Por outro lado, o Instituto Politeia entende que num sistema acusatório, o órgão judicial — não pode exercer função típica do órgão de acusação — deve ser afastado da fase investigatória. De tal forma, que ao analisar a ADI 1570, o STF julgou inconstitucional dispositivo da antiga lei de organizações criminosas (Lei 9.034/95), que permitia que o magistrado praticasse pessoalmente atos durante durante a investigação.
Segundo a representante do Instituto de Defesa do Direito de Defesa (IDDD), Flávia Rahal: “não há possibilidade de um sistema processual acusatório possível sem a figura do juiz de garantias. Ela observou que o sistema atual instituído em 1941, tem um viés autoritário, ao centralizar na figura do mesmo juiz o controle da legalização da investigação criminal e da instrução e do julgamento do processo. A cisão do processo penal entre dois juízes preserva a imparcialidade”, conforme artigo do CONJUR, de 25.10.2021, com o título “STF dá início à audiência pública sobre juiz das garantias”.

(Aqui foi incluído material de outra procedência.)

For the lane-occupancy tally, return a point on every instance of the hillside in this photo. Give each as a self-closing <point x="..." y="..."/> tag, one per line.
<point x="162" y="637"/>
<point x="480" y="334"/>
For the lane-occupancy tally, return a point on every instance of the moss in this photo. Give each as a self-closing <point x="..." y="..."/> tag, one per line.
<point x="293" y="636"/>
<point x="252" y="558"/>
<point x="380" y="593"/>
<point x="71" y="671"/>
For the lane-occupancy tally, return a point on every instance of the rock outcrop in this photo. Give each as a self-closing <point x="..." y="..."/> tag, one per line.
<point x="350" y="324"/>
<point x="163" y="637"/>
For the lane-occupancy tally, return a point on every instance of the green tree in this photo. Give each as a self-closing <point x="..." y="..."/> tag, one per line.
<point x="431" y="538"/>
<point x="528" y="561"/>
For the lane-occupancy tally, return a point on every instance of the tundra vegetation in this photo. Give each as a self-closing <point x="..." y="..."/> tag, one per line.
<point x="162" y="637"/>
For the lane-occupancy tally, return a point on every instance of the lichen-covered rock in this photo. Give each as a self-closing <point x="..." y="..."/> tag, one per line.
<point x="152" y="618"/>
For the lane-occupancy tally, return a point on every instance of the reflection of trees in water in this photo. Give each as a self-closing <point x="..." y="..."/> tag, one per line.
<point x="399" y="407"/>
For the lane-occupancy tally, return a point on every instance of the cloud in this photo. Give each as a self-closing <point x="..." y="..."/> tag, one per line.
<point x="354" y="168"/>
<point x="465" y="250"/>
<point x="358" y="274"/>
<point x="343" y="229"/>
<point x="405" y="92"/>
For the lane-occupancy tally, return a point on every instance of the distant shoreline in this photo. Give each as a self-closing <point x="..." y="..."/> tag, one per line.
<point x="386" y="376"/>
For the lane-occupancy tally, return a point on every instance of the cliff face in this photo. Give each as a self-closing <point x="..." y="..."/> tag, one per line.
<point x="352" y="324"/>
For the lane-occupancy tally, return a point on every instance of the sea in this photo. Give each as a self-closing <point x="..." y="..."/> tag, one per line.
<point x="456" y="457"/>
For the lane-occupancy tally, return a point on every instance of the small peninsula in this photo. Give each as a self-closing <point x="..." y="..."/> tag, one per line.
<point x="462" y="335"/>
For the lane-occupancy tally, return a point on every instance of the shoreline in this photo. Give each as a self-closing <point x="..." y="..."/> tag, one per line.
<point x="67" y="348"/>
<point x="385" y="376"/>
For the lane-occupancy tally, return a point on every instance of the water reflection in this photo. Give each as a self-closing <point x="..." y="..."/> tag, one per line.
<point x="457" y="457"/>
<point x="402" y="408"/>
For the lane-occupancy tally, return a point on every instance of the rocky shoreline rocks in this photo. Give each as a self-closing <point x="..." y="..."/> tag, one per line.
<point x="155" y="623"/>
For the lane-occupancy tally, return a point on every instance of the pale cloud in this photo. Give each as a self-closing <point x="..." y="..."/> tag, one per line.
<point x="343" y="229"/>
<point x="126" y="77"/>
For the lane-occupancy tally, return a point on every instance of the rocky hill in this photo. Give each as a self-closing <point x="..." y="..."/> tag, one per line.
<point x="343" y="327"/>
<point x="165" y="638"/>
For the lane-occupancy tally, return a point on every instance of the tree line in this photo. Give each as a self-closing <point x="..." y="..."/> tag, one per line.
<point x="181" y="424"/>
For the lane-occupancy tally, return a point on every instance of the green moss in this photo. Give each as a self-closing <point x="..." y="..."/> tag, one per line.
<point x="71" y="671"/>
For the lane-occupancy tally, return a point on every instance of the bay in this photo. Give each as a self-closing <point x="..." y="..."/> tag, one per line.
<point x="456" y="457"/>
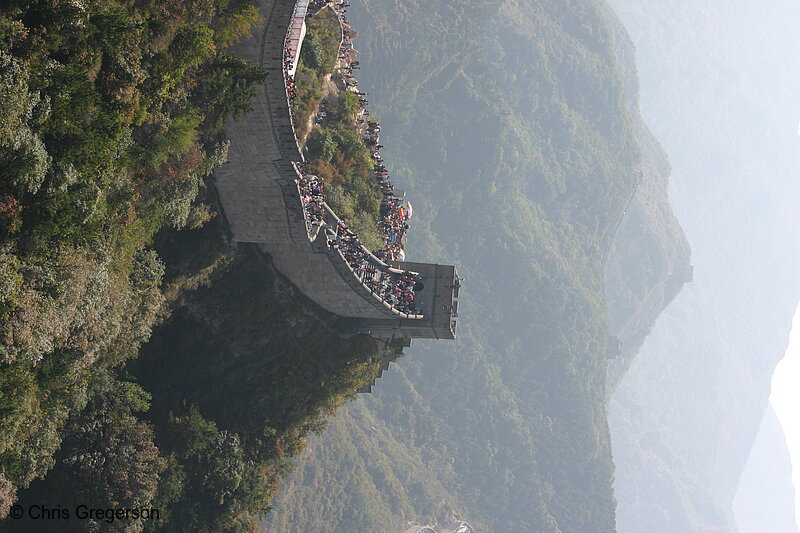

Maria Pinhão Coelho Araújo, do Instituto Brasileiro de Ciências Criminais (IBCCRIM), também defendeu o instituto do Juiz de Garantias, no sentido que incrementará a qualidade da Justiça e a legitimidade do Estado no exercício do dever de punir.
Para a juíza Ludmila Grillo, o “juiz de garantias” é um mal menor e está funcionando como cortina de fumaça para o verdadeiro problema da lei, que é a inviabilização penal pela inserção de uma série de dificuldades que praticamente inviabilizem prisões e tornem os réus em seres sacrossantos e intocáveis.
Entendo que o juiz de garantias vai provocar maior morosidade no processo penal, sem falar que autorizando medidas cautelares, como prisão, busca e apreensão, quebra de sigilo, será que a investigação ficará incólume, como o vazamento de informações de uma denunciação caluniosa talvez pelo MP, jogando por terra todo o trabalho? O juiz de instrução ficará de mãos atadas não podendo rever atos do Juiz de Garantias?
Enfim, considero que em termos de política criminal, o Brasil teria outras prioridades do que implementar o Juiz de Garantias, já que onerará os cofres públicos com a contratação de servidores e juízes, instalações físicas e tecnologia, não sabendo de que “buraco” sairão os recursos, porque creio eu, não será do Judiciário. Aí, Bolsonaro que se vire!
Nota:
1) CASARA, Rubens R. R.. Juiz das Garantias: entre uma missão de liberdade e o contexto de repressão. In: COUTINHO, Jacinto Nelson de Miranda; CARVALHO, Luis Gustavo Grandinetti Castanho de (Org.). O Novo Processo Penal à Luz da Constituição. v. 1. Rio de Janeiro: Lumen Juris, 2010, p. 170.
Luiz Antônio Santa Ritta, para Vida Destra, 03/11/2021.